CW Walker, SpyCloud’da Güvenlik Ürün Stratejisi Direktörü
2022’nin ilk üç çeyreği, toplamda 62,29 milyondan fazla yeni kötü amaçlı yazılım türünün (her gün yaklaşık 228.000 yeni tehdit) tespit edildiğini gördü.
Güvenlik ekipleri ve şirket liderleri dikkatlerini fidye yazılımlarının azaltılmasına odaklarken, hırsız kötü amaçlı yazılım – sessiz habercisi – çatlaklardan sızar. Enfeksiyonların tanımlanması genellikle herkesin bildiği gibi zordur ve acil sonuçları yok gibi görünmektedir. Aslında, endüstriden bağımsız olarak büyük şirketler, bir maruziyet tespit edilene kadar yıllarca kötü amaçlı yazılımdan muzdarip olabilir.
Birçok kuruluş, fidye yazılımlarının genellikle hırsız kötü amaçlı yazılım bulaşmalarının doğrudan bir sonucu olduğunu gözden kaçırır. Siber suçlular, saldırıları gerçekleştirmek için açıktaki cihazlardan çekilen bilgileri kullanır ve bu da, sağlam bir güvenlik stratejisi için uygun kötü amaçlı yazılım düzeltmesini zorunlu hale getirir.

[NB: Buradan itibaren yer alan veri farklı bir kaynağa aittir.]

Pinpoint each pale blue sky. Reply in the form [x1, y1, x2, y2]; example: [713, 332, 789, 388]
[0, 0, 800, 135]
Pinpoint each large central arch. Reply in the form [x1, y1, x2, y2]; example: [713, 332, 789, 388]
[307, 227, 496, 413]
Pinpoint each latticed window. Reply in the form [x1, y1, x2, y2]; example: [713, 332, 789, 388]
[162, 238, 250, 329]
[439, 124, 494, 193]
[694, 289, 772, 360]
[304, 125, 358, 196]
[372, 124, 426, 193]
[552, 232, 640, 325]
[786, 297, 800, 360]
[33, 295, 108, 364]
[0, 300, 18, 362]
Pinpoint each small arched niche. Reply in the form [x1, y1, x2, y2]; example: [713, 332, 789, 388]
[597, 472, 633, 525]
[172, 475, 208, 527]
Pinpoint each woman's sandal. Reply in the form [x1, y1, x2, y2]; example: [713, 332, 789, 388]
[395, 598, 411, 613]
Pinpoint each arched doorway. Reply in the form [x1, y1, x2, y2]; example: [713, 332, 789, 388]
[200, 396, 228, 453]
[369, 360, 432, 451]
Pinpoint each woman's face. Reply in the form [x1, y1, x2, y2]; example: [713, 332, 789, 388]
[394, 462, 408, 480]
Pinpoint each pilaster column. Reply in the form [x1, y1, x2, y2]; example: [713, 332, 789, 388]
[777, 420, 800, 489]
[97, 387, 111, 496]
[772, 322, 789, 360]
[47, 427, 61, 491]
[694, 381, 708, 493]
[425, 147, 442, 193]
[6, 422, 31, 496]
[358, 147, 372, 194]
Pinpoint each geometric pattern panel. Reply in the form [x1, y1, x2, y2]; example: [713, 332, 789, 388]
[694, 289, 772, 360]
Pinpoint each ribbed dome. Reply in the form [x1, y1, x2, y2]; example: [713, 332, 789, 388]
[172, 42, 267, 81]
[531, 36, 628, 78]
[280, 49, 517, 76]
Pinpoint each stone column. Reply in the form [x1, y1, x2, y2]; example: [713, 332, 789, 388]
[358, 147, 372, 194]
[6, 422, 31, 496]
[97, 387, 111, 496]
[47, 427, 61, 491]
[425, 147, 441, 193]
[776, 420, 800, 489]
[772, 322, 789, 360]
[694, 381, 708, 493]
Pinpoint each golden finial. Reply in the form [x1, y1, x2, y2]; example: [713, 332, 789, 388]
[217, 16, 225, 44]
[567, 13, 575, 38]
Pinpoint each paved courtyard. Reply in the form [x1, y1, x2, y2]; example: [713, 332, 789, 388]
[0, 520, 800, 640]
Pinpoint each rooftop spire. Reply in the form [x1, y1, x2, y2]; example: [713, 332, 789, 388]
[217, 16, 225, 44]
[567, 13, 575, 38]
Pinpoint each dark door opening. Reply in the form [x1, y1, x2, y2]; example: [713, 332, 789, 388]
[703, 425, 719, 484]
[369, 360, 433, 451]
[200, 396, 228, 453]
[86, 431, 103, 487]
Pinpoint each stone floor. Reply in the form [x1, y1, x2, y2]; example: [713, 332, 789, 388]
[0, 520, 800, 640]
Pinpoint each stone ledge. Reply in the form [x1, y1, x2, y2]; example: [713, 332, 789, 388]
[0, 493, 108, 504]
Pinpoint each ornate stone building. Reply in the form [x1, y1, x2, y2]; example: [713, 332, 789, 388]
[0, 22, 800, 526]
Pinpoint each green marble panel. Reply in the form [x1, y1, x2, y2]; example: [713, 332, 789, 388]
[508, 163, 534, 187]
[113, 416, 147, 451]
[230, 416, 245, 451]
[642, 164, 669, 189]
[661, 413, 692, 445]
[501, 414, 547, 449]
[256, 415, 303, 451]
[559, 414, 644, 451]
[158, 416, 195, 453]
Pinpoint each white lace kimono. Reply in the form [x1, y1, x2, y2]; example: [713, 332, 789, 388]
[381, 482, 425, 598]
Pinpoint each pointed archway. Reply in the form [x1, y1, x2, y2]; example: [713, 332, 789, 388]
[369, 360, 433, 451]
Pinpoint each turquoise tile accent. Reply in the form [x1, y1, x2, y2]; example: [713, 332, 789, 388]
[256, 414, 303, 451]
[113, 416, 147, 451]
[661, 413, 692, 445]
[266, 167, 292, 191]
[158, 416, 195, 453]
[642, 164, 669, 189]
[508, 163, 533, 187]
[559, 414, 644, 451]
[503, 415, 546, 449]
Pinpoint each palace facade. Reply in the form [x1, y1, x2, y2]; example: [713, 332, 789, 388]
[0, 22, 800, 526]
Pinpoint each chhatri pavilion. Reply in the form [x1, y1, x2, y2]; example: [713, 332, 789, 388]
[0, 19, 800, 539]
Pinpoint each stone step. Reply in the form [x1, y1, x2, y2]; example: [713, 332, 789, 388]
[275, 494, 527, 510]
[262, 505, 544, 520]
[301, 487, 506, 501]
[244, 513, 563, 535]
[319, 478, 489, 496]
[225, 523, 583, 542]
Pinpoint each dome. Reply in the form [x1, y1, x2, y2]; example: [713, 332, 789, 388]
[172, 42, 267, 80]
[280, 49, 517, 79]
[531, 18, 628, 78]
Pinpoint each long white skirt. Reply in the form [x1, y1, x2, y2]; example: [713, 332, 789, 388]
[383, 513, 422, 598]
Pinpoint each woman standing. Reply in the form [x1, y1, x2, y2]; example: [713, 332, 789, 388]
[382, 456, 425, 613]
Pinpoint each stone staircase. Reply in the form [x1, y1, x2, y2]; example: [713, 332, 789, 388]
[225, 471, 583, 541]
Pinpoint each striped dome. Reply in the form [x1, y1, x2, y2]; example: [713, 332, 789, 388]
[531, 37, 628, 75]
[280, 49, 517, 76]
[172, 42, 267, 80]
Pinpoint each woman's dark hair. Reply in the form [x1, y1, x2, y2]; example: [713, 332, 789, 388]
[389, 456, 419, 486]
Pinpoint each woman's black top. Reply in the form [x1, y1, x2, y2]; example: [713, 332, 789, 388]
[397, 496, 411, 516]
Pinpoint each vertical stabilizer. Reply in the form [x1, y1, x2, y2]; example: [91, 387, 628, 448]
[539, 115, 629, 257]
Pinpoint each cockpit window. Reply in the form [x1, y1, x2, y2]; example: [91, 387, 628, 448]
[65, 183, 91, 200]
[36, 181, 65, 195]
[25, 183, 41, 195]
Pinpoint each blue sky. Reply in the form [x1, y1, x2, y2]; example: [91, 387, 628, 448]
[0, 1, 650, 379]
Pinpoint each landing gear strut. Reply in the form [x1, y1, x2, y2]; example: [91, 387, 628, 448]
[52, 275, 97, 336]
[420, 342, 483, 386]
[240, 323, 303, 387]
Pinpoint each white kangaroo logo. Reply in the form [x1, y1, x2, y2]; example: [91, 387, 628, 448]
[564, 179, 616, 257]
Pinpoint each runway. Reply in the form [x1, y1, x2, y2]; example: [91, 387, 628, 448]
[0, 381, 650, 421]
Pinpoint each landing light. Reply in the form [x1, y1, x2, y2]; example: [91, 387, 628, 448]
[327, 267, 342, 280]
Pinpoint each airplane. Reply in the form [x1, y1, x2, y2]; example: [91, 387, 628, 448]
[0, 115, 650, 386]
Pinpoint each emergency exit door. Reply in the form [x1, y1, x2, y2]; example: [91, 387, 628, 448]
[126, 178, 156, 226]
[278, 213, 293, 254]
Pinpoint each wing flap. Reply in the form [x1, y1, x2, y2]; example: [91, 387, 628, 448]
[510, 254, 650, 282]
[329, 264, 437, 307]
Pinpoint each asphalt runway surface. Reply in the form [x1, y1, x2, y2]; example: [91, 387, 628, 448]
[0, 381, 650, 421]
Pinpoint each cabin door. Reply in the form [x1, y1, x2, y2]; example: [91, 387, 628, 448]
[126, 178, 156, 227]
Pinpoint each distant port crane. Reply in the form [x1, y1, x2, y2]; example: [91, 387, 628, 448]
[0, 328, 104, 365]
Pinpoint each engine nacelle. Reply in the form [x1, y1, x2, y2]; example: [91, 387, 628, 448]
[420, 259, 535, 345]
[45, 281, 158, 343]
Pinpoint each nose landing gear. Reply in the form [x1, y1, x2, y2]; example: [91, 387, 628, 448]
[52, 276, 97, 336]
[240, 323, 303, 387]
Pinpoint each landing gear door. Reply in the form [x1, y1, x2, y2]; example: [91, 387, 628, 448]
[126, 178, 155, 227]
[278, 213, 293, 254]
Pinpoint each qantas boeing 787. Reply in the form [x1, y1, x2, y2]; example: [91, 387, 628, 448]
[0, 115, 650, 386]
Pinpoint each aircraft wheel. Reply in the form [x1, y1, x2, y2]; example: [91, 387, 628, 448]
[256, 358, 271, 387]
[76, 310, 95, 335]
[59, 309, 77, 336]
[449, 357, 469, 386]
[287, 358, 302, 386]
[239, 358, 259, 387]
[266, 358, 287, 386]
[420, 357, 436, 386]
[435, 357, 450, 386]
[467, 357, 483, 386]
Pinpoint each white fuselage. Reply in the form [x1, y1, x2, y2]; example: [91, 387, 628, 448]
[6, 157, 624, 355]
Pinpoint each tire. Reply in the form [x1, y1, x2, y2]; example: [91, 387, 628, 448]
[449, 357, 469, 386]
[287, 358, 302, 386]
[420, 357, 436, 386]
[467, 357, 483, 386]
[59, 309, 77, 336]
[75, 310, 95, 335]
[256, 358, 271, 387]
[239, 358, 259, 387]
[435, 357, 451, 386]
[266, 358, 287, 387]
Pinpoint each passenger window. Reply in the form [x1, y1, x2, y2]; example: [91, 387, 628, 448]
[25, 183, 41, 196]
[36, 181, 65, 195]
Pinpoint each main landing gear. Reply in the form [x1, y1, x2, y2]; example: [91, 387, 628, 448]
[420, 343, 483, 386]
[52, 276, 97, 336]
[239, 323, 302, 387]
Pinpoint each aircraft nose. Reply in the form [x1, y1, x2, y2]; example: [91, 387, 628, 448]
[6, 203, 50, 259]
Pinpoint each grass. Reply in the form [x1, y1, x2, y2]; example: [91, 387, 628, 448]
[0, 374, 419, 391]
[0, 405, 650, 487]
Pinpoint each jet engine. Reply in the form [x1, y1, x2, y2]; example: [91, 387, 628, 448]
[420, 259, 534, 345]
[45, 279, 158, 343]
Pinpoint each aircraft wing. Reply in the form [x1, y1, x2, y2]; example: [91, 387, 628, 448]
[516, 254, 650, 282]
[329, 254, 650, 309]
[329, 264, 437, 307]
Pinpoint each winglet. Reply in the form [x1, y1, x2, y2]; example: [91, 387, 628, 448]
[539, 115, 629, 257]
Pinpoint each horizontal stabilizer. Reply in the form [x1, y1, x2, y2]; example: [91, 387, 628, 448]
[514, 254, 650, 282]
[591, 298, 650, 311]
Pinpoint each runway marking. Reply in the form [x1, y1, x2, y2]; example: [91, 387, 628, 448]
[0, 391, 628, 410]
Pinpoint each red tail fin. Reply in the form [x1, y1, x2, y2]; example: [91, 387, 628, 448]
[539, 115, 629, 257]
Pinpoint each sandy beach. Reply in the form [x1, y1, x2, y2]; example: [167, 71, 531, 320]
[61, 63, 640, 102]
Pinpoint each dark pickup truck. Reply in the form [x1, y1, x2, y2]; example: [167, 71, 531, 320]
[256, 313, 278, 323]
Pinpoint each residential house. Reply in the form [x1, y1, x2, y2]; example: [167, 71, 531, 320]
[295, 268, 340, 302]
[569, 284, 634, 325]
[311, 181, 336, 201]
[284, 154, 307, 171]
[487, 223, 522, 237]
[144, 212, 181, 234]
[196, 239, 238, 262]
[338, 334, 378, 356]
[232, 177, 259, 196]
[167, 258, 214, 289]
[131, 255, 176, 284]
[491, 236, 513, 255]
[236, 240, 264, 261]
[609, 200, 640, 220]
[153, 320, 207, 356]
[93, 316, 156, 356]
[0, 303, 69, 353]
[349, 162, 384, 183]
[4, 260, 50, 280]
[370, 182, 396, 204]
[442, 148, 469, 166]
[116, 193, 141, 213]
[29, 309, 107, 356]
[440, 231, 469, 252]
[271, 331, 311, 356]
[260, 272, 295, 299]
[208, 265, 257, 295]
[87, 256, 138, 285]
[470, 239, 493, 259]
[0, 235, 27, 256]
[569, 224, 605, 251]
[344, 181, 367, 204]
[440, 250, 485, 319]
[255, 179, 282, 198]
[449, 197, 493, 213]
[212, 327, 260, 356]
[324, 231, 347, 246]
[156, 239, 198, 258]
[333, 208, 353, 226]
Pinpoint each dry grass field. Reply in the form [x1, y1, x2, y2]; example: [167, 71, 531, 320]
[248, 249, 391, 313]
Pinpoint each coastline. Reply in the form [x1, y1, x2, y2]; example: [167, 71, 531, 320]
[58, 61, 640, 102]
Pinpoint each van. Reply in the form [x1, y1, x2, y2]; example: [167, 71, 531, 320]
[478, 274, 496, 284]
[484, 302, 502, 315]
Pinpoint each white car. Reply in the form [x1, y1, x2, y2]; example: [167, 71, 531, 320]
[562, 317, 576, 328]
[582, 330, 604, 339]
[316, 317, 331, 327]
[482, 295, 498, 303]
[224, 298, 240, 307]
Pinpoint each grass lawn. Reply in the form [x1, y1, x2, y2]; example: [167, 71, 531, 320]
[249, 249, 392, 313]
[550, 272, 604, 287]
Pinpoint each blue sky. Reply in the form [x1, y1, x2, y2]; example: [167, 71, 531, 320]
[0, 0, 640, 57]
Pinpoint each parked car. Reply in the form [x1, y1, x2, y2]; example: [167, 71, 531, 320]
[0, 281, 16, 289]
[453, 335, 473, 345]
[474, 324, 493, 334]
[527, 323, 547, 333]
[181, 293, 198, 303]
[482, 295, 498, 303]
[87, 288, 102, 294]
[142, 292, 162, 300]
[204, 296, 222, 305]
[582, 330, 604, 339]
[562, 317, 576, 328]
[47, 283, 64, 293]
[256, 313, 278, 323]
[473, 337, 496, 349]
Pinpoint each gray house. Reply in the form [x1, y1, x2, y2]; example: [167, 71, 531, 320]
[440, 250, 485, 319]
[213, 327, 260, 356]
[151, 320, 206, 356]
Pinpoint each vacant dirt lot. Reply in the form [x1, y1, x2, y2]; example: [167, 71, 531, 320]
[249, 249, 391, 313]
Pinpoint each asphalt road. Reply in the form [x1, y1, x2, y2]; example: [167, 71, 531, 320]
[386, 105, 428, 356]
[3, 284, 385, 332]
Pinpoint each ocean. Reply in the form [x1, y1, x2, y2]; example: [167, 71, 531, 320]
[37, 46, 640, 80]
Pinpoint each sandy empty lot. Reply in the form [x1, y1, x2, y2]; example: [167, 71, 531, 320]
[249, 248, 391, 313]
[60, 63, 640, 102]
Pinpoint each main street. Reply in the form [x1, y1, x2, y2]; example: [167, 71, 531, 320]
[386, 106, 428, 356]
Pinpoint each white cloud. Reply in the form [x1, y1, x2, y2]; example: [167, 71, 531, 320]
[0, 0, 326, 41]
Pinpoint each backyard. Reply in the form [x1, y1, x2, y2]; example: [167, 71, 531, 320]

Daha da kötüsü, kuruluşlar bulaşmayı önlemek için yenilikçi çözümler ve taktikler uygularken, evden çalışma politikalarına sahip şirketler ve kurumsal uygulamalara erişmek için BYOD veya kişisel cihazlar kullanan çalışanlar genellikle yeni kötü amaçlı yazılım fırsatları yaratır.
Bu sessiz tehdide karşı mücadele etmek için kuruluşların, darkweb etkinliğini hesaba katan ve genellikle bilinmeyen ve geçici kötü amaçlı yazılım bulaşmalarına karşı daha fazla görünürlük sağlayan yeni, daha kapsamlı bir düzeltme sürecine ihtiyacı var.
Kötü Amaçlı Yazılım Ortamı Gelişiyor
Kötü amaçlı yazılımın tespit edilmesinin zor olmasının bir nedeni, bir cihazın güvenliği ihlal edildiğinde çok az gösterge olmasıdır.
Örneğin, bir çalışan yanlışlıkla infostealer kötü amaçlı yazılımını tutan bir bağlantıya tıklarsa, kötü amaçlı yazılım yüklenebilir, verileri sifonlayabilir ve 5 ila 10 saniye içinde kendini kaldırabilir ve bulaşma kanıtı çok az kalır veya hiç kalmaz. Birkaç saniye içinde, çalışanın kimlik bilgileri ve oturum tanımlama bilgileri siber suçluların eline geçer.
Aynı şekilde, RedLine Stealer kötü amaçlı yazılımı gibi popüler bilgi hırsızları genellikle kimlik avı e-postaları, sosyal medya yorumlarındaki bağlantılar, kötü amaçlı reklamcılık veya kötü amaçlı YouTube “eğiticileri” aracılığıyla dağıtılır. Farkında olmayan bir çalışan kötü amaçlı yazılımı indirirse, kötü aktörler, çalınan kimlik bilgilerini ve verileri kullanıcının kimliğine bürünmek için kullanmakta özgürdür ve bu da şüpheli olarak tanımlanma ihtimallerini azaltır.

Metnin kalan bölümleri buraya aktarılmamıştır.